CHANCE

I was going to go to Tuscany, Italy, with my granddaughter Caroline in the fall. I have been dreaming of Tuscany for months. Rob Amberg, a photographer I know in Marshall, had invited anyone who could come to his 75th birthday party in Taormina, Sicily in October. Taormina, under Mount Etna, sounds beautiful. The party happens to be on October 14 and fit well with what I thought were Caroline’s dates to visit Tuscany in the second half of October. So I bought a cheap ticket from Asheville to Milan on October 1 and back from Athens on November 30 in order to cover everyone’s vague plans. Then Caroline got invited by a Spanish classmate to stay at the large villa her classmate’s rich father had rented in Tuscany after which she will go to Madrid. She is in Tuscany right now drinking fancy cocktails.

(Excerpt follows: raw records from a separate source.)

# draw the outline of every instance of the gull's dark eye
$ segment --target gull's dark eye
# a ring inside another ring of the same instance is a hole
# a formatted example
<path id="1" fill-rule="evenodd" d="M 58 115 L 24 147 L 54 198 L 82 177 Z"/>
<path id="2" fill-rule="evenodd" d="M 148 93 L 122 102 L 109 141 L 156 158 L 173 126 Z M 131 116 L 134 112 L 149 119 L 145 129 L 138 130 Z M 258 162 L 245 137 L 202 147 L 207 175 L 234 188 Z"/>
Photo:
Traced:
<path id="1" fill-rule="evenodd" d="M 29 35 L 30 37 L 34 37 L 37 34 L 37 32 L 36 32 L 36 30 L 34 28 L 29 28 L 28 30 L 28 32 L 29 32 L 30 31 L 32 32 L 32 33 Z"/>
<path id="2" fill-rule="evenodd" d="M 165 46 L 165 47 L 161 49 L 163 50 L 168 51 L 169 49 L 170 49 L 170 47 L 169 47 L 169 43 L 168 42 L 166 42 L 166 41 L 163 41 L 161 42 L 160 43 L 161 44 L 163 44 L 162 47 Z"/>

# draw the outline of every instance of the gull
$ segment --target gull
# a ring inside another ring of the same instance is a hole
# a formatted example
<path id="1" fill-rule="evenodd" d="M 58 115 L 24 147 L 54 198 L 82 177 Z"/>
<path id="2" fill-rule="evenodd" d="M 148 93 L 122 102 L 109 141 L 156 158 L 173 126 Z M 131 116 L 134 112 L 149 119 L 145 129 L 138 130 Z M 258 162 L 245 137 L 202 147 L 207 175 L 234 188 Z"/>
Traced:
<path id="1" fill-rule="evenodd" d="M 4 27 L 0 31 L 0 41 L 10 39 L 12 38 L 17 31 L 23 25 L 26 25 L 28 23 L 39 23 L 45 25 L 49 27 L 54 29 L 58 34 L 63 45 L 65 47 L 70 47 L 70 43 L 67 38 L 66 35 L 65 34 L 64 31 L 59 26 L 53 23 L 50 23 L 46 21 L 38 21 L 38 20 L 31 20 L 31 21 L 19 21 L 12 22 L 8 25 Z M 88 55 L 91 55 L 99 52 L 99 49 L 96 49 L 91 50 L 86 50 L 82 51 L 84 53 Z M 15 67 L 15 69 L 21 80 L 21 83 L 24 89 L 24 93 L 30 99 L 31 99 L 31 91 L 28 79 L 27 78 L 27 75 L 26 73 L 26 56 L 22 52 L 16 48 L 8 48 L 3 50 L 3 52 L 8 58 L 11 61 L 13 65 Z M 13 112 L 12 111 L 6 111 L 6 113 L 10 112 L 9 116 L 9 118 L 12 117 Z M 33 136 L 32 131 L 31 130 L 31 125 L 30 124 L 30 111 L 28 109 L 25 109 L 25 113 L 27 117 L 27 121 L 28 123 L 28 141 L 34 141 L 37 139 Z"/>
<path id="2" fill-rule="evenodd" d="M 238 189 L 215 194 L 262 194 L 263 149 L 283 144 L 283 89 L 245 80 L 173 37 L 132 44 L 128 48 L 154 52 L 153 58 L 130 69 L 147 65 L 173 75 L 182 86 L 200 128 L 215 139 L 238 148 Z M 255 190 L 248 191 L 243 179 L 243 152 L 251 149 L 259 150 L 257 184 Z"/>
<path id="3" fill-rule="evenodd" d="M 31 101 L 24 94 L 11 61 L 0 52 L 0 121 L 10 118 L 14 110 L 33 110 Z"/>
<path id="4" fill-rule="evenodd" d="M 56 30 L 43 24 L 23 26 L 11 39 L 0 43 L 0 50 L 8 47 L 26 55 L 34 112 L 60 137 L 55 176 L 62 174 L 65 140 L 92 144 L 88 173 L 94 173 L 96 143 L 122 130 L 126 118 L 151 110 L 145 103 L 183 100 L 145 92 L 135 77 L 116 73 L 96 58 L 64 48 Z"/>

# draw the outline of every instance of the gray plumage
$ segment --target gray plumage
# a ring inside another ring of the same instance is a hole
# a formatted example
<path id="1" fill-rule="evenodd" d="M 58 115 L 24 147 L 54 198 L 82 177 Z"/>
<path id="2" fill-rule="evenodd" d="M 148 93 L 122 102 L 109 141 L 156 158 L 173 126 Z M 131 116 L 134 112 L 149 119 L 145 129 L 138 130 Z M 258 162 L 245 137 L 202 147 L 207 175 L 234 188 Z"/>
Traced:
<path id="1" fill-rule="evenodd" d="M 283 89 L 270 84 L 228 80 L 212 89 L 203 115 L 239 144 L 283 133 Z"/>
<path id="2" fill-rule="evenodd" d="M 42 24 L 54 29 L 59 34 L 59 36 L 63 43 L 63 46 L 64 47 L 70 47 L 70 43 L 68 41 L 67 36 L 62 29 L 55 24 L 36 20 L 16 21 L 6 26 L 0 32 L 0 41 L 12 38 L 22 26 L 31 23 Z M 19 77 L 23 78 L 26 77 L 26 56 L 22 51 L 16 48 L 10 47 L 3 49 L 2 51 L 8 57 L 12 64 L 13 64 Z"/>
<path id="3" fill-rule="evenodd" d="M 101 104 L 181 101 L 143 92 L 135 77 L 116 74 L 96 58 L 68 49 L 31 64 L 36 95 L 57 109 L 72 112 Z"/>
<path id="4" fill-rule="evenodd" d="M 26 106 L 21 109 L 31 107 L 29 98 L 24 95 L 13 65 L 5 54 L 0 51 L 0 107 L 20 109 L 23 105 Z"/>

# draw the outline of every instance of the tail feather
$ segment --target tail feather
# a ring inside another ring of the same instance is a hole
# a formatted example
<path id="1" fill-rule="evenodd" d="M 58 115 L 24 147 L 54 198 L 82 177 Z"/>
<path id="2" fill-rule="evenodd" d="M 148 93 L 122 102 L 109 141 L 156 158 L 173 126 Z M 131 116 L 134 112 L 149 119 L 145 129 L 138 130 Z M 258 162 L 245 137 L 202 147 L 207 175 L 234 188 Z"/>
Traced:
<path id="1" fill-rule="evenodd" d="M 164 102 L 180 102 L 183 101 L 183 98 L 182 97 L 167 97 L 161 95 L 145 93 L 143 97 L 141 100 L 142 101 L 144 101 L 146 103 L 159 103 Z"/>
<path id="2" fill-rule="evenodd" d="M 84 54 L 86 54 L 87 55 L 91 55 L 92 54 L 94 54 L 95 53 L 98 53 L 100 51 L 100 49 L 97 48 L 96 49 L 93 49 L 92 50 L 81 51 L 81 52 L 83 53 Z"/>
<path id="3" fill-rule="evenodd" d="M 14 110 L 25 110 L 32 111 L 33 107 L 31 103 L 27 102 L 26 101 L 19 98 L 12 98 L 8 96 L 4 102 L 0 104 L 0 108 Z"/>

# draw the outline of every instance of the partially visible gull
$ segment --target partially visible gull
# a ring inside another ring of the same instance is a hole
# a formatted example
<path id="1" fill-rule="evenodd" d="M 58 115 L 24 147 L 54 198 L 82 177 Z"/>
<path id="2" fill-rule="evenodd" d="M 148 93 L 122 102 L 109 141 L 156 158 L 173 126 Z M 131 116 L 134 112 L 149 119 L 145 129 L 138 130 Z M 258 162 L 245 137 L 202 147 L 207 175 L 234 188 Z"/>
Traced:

She no longer wants to go Tuscany in late October. Instead she wants to go to Greece. Kathy, her mother, has decided she wants to go to Greece, too, and so does my son Tom, her dad. Tom is going to come early, maybe to Sicily and then he and I will go to Greece and we will all go island hopping, spending a few days on the island of Paros where I was for a month two years ago, my first trip after Kathe died when Athens for $550 popped up on my computer screen and I pushed the button without thinking and bought a ticket.

So with these new plans I wrote to Efi, who rented me an Airbnb room two years ago and was a wonderful host, asking if I could rent a room with her for the month of November. I sent it to her in English (Efi’s English is however weak) on Viber, the European messaging system, but by mistake I sent my message to Wolfgang Vick, a German who has been visiting Efi’s place for years and who was in Paros two years ago when I was. Wolfgang got the message the afternoon he was leaving for a visit to Paros and said he would translate the message for Efi when he got there. He wrote me from the Athens ferry to Paros. He then phoned Efi. She will let me know tomorrow what is free and has promised me a bucket of snails for supper when I come to visit.

In the meantime I saw Phil Diehn sitting on his porch when I was inspecting our newly paved street. He invited me up, we talked of travel, then Gwen, his wife appeared. I mentioned my trip and how Tuscany was now out. Too bad, they both told me, because they had stayed three times in Tuscany at a wonderful country place with houses for rent where they made good friends. In fact, they arranged for their son to get married there with lots of invited guests a few years ago and had a wonderful time. If Efi didn’t answer (how could she, I’d sent the letter to the wrong place) I could go to Tuscany, instead, and they would help me to make arrangements. I dreamed all night of going to Tuscany. But that was yesterday and today Wolfgang wrote back. So now I’m going to Paros in November (I think) but dreaming of going to Tuscany and wondering when I can fit Tuscany in because I want to go to India in January to get my teeth finally fixed (my Indian dentist met me last month in Morristown, New Jersey, in a borrowed dentist’s office, but could only half finish the job) and then to sit on my friend Hasmukh Patel’s porch looking out through the neem trees in the village of Virampur and then to go with Hasmukh and his wife Manda to Sri Lanka for two weeks. Maybe I can go to Tuscany in April or to Winsen, Germany or to Haarlem, Netherlands or maybe everything will shift again.
The moral of this story is once you float free you have no idea what is going to happen next so let go and find out, the other message is, if you see an open door walk through it and see what happens. I’ll be 86 in October (and going solo to Montevideo for August) so anything can happen.